Un tavolo per bambini rivoluzionario. StartHub lo progetta insieme a oltre 1000 genitori, pedagogisti, psicologi, ed educatori

Una diretta web unirà le idee dei vari soggetti interessati con il fine iniziare un percorso partecipativo per sviluppare un tavolino per la crescita educativa e ludica dei bambini.
 
Bologna, 25 maggio 2020. StartHub Rebel Change, la rete multidisciplinare di persone che sviluppa prodotti con la partecipazione collettiva dei consumatori si fa promotrice di un'iniziativa che si pone l'obiettivo di sviluppare un prodotto rivoluzionario per la crescita educativa e ludica dei bambini e al contempo aiutare i genitori a gestire al meglio la delicata fase del rientro a scuola dopo l'esperienza del Covid-19.
L'appuntamento è una diretta streaming aperta a tutti che si terrà mercoledì 27 maggio e durante il quale genitori, pedagogisti, psicologi, ed educatori si confronteranno inizialmente su tematiche riguardanti il rientro a scuola post-Covid, l'attenzione nei bambini e l'importanza di essere d'esempio, soprattutto in questo particolare periodo, nelle prime fasi di età.
Il tema specifico del rientro a scuola post-Covid sarà trattato dalla dott.ssa Elena Chiarillo che illustrerà quasi siano le misure per un rientro a scuola in sicurezza e come la scuola si sta preparando a questo cambiamento che non ha precedenti nella storia dell'istruzione.
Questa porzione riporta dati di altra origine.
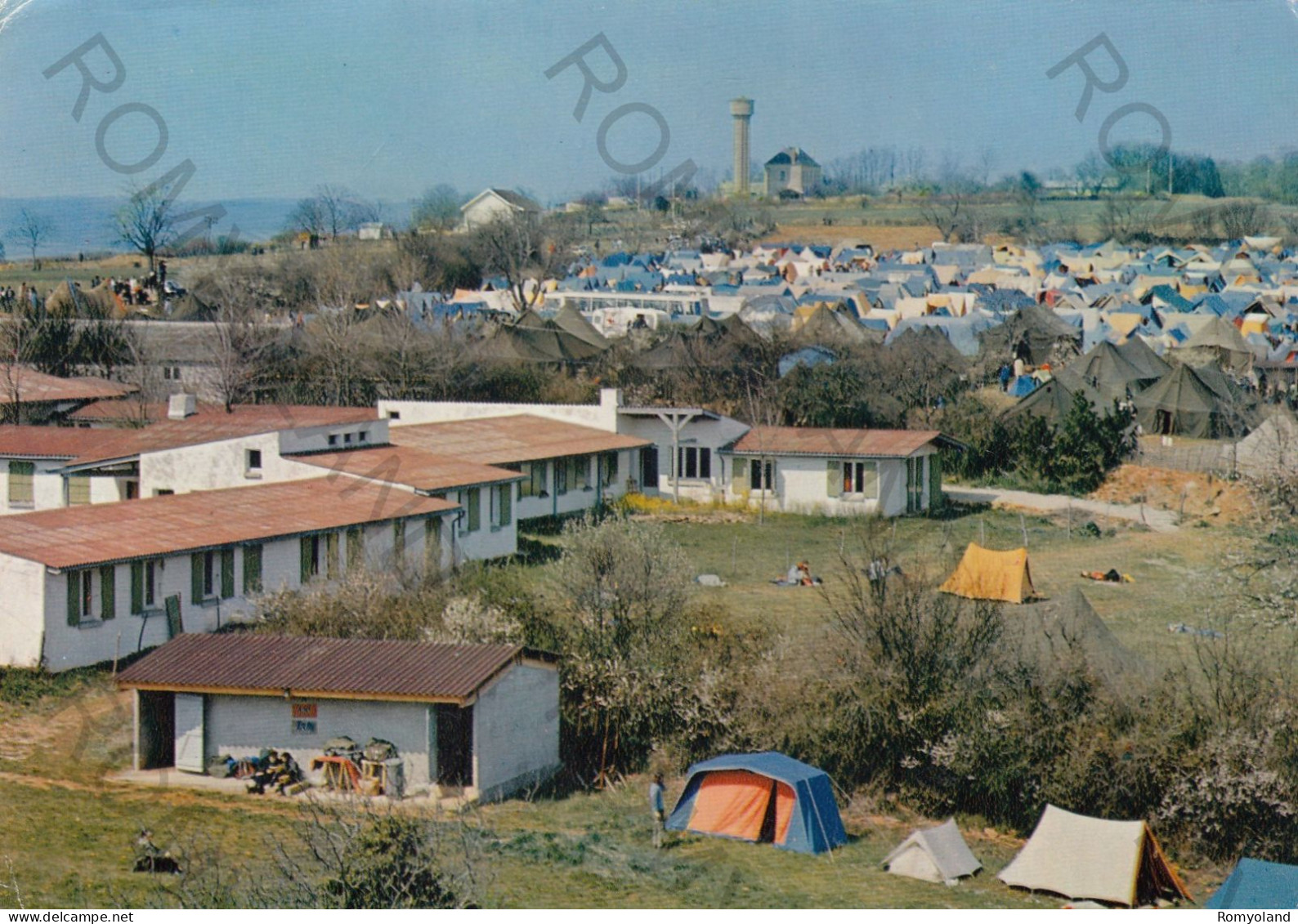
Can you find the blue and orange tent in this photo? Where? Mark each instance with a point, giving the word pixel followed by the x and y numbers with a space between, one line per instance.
pixel 766 798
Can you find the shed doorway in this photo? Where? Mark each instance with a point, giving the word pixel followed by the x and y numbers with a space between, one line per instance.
pixel 454 745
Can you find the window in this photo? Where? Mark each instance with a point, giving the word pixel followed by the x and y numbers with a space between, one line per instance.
pixel 693 462
pixel 108 592
pixel 474 509
pixel 252 569
pixel 145 586
pixel 504 495
pixel 78 489
pixel 331 564
pixel 22 492
pixel 311 557
pixel 355 549
pixel 535 483
pixel 81 596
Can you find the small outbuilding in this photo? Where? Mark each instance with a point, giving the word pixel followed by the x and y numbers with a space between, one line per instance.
pixel 472 721
pixel 933 855
pixel 766 798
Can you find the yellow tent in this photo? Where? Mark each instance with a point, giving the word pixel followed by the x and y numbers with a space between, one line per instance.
pixel 987 574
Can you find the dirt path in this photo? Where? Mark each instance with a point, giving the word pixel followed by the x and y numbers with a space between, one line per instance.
pixel 1158 520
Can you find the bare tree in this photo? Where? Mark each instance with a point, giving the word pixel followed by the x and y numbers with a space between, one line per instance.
pixel 145 222
pixel 525 249
pixel 33 229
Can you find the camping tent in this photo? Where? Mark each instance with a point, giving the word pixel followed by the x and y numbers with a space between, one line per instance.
pixel 1258 884
pixel 1081 857
pixel 1054 635
pixel 935 855
pixel 765 797
pixel 987 574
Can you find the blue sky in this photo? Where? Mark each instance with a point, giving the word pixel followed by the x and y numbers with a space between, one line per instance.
pixel 392 96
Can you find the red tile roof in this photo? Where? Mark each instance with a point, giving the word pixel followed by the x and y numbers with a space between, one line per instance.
pixel 410 466
pixel 517 438
pixel 52 443
pixel 35 387
pixel 834 443
pixel 176 523
pixel 330 667
pixel 212 423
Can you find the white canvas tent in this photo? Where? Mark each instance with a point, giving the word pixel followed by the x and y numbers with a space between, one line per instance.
pixel 935 855
pixel 1081 857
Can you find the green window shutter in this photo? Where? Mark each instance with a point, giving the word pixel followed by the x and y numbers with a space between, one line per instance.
pixel 507 504
pixel 196 578
pixel 74 597
pixel 108 592
pixel 227 574
pixel 476 511
pixel 739 475
pixel 137 588
pixel 305 545
pixel 252 569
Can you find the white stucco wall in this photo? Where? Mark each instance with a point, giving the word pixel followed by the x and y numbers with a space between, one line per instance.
pixel 44 604
pixel 602 416
pixel 516 731
pixel 801 485
pixel 21 606
pixel 240 725
pixel 697 432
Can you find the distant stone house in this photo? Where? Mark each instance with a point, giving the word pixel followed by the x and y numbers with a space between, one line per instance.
pixel 472 721
pixel 838 473
pixel 491 204
pixel 792 170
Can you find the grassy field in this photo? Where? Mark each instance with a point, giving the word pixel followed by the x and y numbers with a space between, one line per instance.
pixel 69 832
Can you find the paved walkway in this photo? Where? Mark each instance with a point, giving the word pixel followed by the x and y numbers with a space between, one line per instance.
pixel 1158 520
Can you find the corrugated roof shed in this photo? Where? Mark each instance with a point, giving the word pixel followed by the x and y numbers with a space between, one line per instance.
pixel 517 438
pixel 834 441
pixel 154 527
pixel 330 667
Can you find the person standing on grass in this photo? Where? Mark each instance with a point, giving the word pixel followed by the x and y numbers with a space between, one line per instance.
pixel 658 809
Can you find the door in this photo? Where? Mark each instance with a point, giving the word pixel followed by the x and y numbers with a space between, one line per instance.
pixel 190 732
pixel 649 469
pixel 914 484
pixel 454 745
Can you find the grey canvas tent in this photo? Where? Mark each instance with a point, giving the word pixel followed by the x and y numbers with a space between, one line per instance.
pixel 1184 404
pixel 1063 633
pixel 1081 857
pixel 933 855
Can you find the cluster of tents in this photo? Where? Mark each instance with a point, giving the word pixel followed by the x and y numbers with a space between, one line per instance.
pixel 1187 400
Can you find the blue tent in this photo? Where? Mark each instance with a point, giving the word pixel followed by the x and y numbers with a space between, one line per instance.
pixel 1258 884
pixel 765 797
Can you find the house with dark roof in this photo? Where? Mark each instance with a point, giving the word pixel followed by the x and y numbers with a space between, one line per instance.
pixel 838 471
pixel 90 584
pixel 478 721
pixel 492 204
pixel 792 172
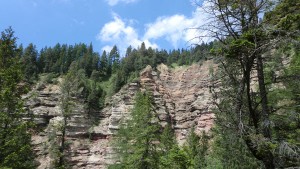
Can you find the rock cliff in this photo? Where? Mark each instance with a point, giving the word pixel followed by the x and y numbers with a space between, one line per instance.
pixel 182 97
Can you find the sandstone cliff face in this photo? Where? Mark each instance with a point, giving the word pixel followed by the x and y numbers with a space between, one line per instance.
pixel 181 97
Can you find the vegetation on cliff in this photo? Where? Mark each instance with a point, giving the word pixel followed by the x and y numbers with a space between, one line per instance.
pixel 256 90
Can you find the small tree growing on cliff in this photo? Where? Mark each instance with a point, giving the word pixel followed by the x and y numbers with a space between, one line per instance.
pixel 15 146
pixel 70 89
pixel 137 140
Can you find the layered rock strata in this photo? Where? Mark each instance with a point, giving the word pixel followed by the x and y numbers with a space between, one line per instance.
pixel 181 95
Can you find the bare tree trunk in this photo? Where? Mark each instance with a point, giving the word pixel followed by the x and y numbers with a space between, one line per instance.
pixel 268 157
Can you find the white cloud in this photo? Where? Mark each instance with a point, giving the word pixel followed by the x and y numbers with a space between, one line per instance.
pixel 120 33
pixel 115 2
pixel 177 28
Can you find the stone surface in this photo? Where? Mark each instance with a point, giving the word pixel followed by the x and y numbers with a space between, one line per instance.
pixel 181 98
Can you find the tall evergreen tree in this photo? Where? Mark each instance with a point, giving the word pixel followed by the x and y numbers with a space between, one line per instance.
pixel 29 61
pixel 137 140
pixel 15 147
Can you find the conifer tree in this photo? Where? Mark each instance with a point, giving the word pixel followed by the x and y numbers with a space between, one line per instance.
pixel 15 140
pixel 138 139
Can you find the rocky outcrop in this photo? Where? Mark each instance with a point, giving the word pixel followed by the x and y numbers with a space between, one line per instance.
pixel 181 95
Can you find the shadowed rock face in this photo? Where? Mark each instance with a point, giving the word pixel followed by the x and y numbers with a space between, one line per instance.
pixel 181 98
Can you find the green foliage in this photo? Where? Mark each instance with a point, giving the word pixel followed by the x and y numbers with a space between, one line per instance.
pixel 137 139
pixel 15 148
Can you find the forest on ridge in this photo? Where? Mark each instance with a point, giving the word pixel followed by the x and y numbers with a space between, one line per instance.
pixel 256 92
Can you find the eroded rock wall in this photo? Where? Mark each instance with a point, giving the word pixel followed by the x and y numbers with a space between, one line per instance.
pixel 182 97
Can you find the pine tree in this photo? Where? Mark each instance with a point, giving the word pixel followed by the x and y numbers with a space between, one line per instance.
pixel 138 139
pixel 15 147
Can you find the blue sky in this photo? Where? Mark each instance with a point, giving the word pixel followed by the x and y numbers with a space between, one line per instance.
pixel 161 24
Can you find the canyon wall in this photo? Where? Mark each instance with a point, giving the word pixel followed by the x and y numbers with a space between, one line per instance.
pixel 182 97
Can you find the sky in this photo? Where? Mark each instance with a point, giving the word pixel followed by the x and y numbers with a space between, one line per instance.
pixel 161 24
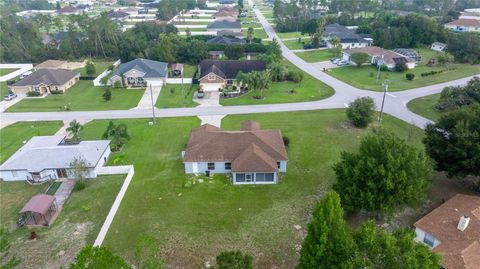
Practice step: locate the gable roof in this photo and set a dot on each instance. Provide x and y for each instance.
(459, 249)
(152, 69)
(230, 68)
(248, 150)
(228, 40)
(47, 77)
(224, 24)
(42, 152)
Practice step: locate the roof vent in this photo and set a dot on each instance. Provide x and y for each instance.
(463, 223)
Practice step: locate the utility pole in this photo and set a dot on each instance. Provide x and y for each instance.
(385, 85)
(153, 107)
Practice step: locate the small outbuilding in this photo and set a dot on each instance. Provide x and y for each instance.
(40, 210)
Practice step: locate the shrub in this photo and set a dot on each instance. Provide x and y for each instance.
(80, 185)
(33, 94)
(410, 76)
(360, 112)
(295, 76)
(286, 141)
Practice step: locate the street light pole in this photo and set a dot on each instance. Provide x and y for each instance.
(153, 107)
(385, 85)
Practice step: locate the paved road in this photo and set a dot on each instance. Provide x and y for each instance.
(395, 103)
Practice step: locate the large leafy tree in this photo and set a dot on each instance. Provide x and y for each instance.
(385, 175)
(97, 257)
(328, 244)
(454, 142)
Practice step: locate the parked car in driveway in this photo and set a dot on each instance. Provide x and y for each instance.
(9, 96)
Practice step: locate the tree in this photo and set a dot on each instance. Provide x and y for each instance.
(234, 52)
(107, 95)
(74, 129)
(359, 58)
(117, 134)
(360, 112)
(250, 34)
(328, 243)
(454, 142)
(378, 248)
(147, 254)
(91, 257)
(234, 260)
(385, 175)
(90, 68)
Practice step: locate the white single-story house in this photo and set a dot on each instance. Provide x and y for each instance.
(379, 56)
(437, 46)
(251, 155)
(453, 230)
(138, 72)
(44, 158)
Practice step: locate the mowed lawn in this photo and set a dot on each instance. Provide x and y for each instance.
(365, 77)
(193, 224)
(81, 97)
(309, 89)
(314, 56)
(13, 136)
(423, 106)
(77, 225)
(176, 95)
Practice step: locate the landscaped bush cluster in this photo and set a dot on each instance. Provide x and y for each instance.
(431, 73)
(33, 94)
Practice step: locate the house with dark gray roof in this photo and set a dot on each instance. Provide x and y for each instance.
(226, 40)
(251, 155)
(45, 81)
(348, 38)
(45, 158)
(226, 24)
(139, 72)
(216, 74)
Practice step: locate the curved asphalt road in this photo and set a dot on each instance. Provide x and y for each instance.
(395, 103)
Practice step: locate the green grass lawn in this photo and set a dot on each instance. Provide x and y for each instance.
(82, 96)
(77, 225)
(294, 44)
(176, 95)
(361, 77)
(424, 106)
(193, 224)
(309, 89)
(5, 71)
(100, 66)
(12, 136)
(314, 56)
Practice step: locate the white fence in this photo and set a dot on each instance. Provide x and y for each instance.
(111, 214)
(98, 81)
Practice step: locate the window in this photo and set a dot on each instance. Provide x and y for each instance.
(429, 240)
(211, 166)
(239, 177)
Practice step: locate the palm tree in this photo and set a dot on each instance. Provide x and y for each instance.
(73, 130)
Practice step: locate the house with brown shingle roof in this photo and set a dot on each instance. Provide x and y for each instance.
(251, 155)
(453, 230)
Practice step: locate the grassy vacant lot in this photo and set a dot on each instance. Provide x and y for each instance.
(424, 106)
(309, 89)
(82, 96)
(176, 95)
(77, 225)
(12, 136)
(314, 56)
(5, 71)
(193, 224)
(361, 77)
(99, 68)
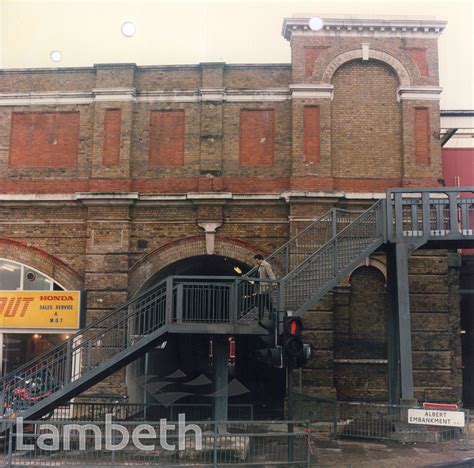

Gli aspetti da trattare in una situazione complessa come quella che i più piccoli si apprestano ad affrontare nei prossimi mesi però non si limitano all'ambito logistico e organizzativo del rientro a scuola, per questo la psicologa Elizabeth Nobile interverrà sul tema dell'attenzione in termini di supporto e di spiegazione ai più piccoli. Come stiano cambiando queste dinamiche, quando accorgerci che possano essere problematiche e quando non devono essere demonizzate.
 
La prima parte sarà conclusa  dalla psicologa Alessandra Fioretti che tratterà il tema "Essere buoni esempi per i più piccoli" in cui si parlerà dei modelli sinceri di comportamento, che ci responsabilizzano rispetto all'esempio che quotidianamente dobbiamo dare ai bambini di tutte le età e che nei prossimi mesi saranno ancora più determinanti, visto che tutti noi dovremmo affrontare situazioni del tutto inedite e il modo in cui risponderemo sarà oggetto di attenzione da parte dei più piccoli.
 
Seguendo la filosofia di StutHub per la quale i prodotti sono occasione di confronto, incontri e condivisioni su temi connessi ai prodotti, la diretta streaming proseguirà con il confronto fra i genitori e i professionisti del settore con il fine di individuare non solo le problematiche e le necessità che riguardano i piccoli, ma anche lo sviluppo di una soluzione concreta; un tavolino capace di integrare in un unico strumento l'aspetto educativo, di crescita e di gioco. Sarà l'inizio di un percorso che porterà alla produzione del tavolino che accontenterà così le esigenze di tutti gli attori in gioco, dai bambini, ai genitori, agli educatori.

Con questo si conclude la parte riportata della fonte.